CRAILGMay 11

ExploitGym: Can AI Agents Turn Security Vulnerabilities into Real Attacks?

arXiv:2605.1108695.71 citations
Predicted impact top 2% in CR · last 90 daysOriginality Incremental advance
AI Analysis

For cybersecurity researchers and policymakers, this work provides a rigorous testbed to evaluate the dual-use risk of AI agents in exploitation, revealing non-trivial offensive capabilities that raise concerns.

ExploitGym benchmarks AI agents' ability to turn security vulnerabilities into working exploits, finding that frontier models like Claude Mythos Preview and GPT-5.5 succeed on 157 and 120 out of 898 real-world instances, respectively, even with defenses enabled.

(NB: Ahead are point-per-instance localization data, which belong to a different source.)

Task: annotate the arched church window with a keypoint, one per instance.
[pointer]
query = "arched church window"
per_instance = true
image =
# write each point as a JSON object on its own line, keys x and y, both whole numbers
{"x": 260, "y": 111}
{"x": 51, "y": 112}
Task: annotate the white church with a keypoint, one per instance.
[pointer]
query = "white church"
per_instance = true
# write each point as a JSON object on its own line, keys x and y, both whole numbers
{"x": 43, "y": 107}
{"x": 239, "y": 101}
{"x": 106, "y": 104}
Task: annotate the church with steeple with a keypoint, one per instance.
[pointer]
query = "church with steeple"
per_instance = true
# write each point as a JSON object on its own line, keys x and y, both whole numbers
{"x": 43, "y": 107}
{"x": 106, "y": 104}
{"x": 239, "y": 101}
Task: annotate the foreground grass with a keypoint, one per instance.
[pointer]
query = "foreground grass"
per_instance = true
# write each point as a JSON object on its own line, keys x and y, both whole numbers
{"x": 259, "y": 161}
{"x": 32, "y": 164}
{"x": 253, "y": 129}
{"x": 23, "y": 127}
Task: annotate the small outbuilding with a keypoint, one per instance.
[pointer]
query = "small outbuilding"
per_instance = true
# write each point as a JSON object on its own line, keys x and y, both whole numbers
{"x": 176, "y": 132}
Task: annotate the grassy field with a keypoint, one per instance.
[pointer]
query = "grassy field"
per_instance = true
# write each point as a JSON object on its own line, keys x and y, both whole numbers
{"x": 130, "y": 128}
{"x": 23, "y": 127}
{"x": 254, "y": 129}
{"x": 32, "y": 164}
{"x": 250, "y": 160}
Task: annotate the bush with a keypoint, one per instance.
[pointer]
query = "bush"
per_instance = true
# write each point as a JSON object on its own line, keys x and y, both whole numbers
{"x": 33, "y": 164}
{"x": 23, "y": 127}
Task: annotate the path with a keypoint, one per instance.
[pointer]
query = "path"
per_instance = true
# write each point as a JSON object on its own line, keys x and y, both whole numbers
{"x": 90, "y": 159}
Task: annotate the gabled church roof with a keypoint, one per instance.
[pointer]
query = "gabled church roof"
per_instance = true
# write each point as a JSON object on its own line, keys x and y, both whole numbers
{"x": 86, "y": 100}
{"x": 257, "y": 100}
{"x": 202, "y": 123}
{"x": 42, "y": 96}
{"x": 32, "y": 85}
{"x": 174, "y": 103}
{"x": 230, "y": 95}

AI agents are rapidly gaining capabilities that could significantly reshape cybersecurity, making rigorous evaluation urgent. A critical capability is exploitation: turning a vulnerability, which is not yet an attack, into a concrete security impact, such as unauthorized file access or code execution. Exploitation is a particularly challenging task because it requires low-level program reasoning (e.g., about memory layout), runtime adaptation, and sustained progress over long horizons. Meanwhile, it is inherently dual-use, supporting defensive workflows while lowering the barrier for offense. Despite its importance and diagnostic value, exploitation remains under-evaluated. To address this gap, we introduce ExploitGym, a large-scale, diverse, realistic benchmark on the exploitation capabilities of AI agents. Given a program input that triggers a vulnerability, ExploitGym tasks agents with progressively extending it into a working exploit. The benchmark comprises 898 instances sourced from real-world vulnerabilities across three domains, including userspace programs, Google's V8 JavaScript engine, and the Linux kernel. We vary the security protections applied to each instance, isolating their impact on agent performance. All configurations are packaged in reproducible containerized environments. Our evaluation shows that while exploitation remains challenging, frontier models can successfully exploit a non-trivial fraction of vulnerabilities. For example, the strongest configurations are Anthropic's latest model Claude Mythos Preview and OpenAI's GPT-5.5, which produce working exploits for 157 and 120 instances, respectively. Notably, even with widely used defenses enabled, models retain non-trivial success rates. These results establish ExploitGym as an effective testbed for exploitation and highlight the growing cybersecurity risks posed by increasingly capable AI agents.